Pregnancy was isolating

If I hadn’t felt secluded before pregnancy (I did), I felt even more so during. In my first trimester, I didn’t tell a soul that I was pregnant (save the best friend), and it didn’t help that physically, I felt horrible. Getting into town, which was a 30-minute drive down a mountain that could induce nausea even in a non-expecting human, was made much more difficult by the fact that I spent most of my time with my head above the toilet bowl, or in bed, where fatigue and hormones rendered me immobile and sad.

The second trimester was better, as everyone said it would be, but between shopping for the baby and working to create a habitable womb-world of a nursery, I barely had time to catch my breath before the exhaustion set in again for the third trimester and my physical size encumbered me from getting out and about.

The fourth trimester, or the three months after the baby’s birth, were spent as expected — at home where one or both of us were sleeping or eating. It was the height of winter. When my husband returned to work, it was just me and my new best friend, who, lovely as she was, couldn’t participate in adult conversations. I missed having adult friends dearly. Dinners, drinks, gossip — all the stereotypical “Sex and the City” girlfriend-type stuff I’d happily perpetuated seemed to be a thing of the past. Sure, I caught up with friends on phone calls or during the occasional visit, but I couldn’t help but wonder — had I become a hermit?

The weather, and my luck, changed

As winter turned to spring, it felt natural to get outside, not only into the woods with its growing green buds, but into town, where people emerged along with the tulips and daffodils.

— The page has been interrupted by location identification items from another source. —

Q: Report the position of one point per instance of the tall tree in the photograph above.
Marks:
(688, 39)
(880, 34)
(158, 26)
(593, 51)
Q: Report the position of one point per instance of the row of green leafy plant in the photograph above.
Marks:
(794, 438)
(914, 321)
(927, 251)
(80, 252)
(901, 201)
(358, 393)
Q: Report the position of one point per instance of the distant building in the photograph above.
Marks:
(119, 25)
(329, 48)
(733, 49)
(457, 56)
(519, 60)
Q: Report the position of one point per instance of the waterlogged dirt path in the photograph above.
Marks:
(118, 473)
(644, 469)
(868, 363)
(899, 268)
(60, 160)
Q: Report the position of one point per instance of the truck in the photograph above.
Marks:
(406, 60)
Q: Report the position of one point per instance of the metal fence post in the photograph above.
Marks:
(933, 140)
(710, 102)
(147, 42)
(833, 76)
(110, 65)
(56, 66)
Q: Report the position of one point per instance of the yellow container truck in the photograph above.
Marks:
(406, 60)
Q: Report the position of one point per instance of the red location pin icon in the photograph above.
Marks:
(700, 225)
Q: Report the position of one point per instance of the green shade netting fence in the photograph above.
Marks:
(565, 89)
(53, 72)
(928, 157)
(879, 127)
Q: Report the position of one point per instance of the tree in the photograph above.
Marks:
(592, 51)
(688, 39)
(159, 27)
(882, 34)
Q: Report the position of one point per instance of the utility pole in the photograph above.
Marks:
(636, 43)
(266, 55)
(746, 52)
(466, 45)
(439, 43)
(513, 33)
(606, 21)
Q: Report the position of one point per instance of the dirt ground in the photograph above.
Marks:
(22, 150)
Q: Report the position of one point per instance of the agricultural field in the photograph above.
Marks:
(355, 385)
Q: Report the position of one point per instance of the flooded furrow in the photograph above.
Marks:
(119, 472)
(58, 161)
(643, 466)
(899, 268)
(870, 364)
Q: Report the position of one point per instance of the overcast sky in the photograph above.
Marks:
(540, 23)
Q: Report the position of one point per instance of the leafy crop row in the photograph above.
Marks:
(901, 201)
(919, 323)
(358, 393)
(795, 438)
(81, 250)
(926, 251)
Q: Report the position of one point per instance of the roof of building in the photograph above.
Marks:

My daughter loved the colors, birds, and fresh air. But her favorite thing? The hordes of babies, bursting into civilization after they too had spent months indoors. The burping, bundles of joy gravitated towards one another and offered their drool-covered fists in greeting and mutual admiration.

As infants tend to be accompanied by adults, it was only natural that I meet their handlers, baby gear-hauling pack mules known as mothers. Like me, the moms were tired, so very tired, and hungry. Hungry from all of the calorie-sucking breastfeeding and hungry, so very hungry, for companionship.

Connection, and then something more

We didn’t make it obvious at first (none of us were Samanthas after all), instead opting for a more casual approach. “Aww, so cute, what’s her name?” or “What a happy boy! How old is he?” we all said to one another. Our children were our currency as we bartered possible friendship.

It didn’t take long; our town is small. We kept running into each other at the library, the grocery store, and at the park, which is heaven on earth for children and parents alike — the kids get to run free and the parents get to sometimes sit on a bench. When we recognized another mom, we kept saying how sweet each other’s babies were, and started introducing ourselves, eventually asking for phone numbers.

Finding my people

Today, I belong to a few different groups of women that I can text on the regular, organizing get-togethers with the kids during the day and evenings out with wine after the kids go to bed.

As the saying goes, when you know you know. And we knew. We knew we needed each other. And the children who drew us inward for nine months were the same ones who drew us outward, toward each other, toward new friends.